Une industrie naissante avec des opportunités d’investissement limitées

La plupart des nouveaux modèles sont encore en cours de développement. Aujourd’hui, les possibilités d’investissement dans les sociétés cotées en bourse restent assez limitées. Mais les entreprises vont entrer en bourse dans les prochaines années.

Catalyseurs

Le soutien des gouvernements. Les gouvernements chinois et russe stimulent directement l’activité en fournissant un financement important. Les États-Unis encouragent fortement le développement des start-ups. L’Europe a inclus le nucléaire dans la taxonomie « verte ».

Une alliance entre acteurs occidentaux. De nombreux outils critiques de conception et de production devraient être partagés pour accélérer le développement.

Le besoin d’indépendance énergétique. Il est désormais bien compris que l’indépendance énergétique est essentielle pour tous les pays. Le SMR est une réponse à moyen terme.

Risques

La prolifération. La distribution de SMR partout dans le monde peut sembler risquée en raison d’une mauvaise gestion possible des déchets nucléaires, d’une probabilité accrue de mauvaise utilisation (proportionnelle au nombre de réacteurs) et d’éventuels enjeux ou risques stratégiques pendant les conflits.

Un potentiel manque de coordination des acteurs occidentaux.

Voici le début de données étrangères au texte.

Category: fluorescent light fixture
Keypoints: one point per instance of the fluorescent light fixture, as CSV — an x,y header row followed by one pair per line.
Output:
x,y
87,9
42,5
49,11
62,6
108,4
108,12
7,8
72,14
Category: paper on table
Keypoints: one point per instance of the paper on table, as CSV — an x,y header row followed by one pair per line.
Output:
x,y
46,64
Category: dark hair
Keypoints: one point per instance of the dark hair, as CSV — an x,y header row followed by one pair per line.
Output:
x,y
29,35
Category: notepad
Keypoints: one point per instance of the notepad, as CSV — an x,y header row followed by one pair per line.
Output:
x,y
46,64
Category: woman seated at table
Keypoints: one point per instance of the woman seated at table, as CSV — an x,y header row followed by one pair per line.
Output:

Pour que le processus de fabrication soit viable, il faut du volume. Seuls quelques-uns des modèles actuellement à l’étude devraient être poursuivis, avec des collaborations entre acteurs. De nombreux projets en cours ne survivront pas.

Un déséquilibre mondial entraînant des tensions géopolitiques. La Chine et la Russie ont des années d’avance et commercialisent déjà leurs solutions. Une réaction occidentale au niveau des réglementations internationales pourrait entraîner des tensions géopolitiques.

Conclusion

Au sein du marché nucléaire, les petits réacteurs modulaires, basés de nouvelles technologies qui entrent en phase d’application, promettent de déferler sur le marché : ils peuvent satisfaire les demandes locales d’électricité ou de chaleur et apporter des solutions pour les nouveaux procédés décarbonés. Les défis résident dans la capacité à atteindre rapidement une production en série et dans les questions stratégiques de prolifération nucléaire. Une lutte industrielle pour un marché juteux est déjà en cours.

Notre portefeuille  “Sustainable Future” n’est actuellement pas investi dans le secteur nucléaire, mais nous suivons de près son évolution pour saisir les opportunités qui pourraient se présenter.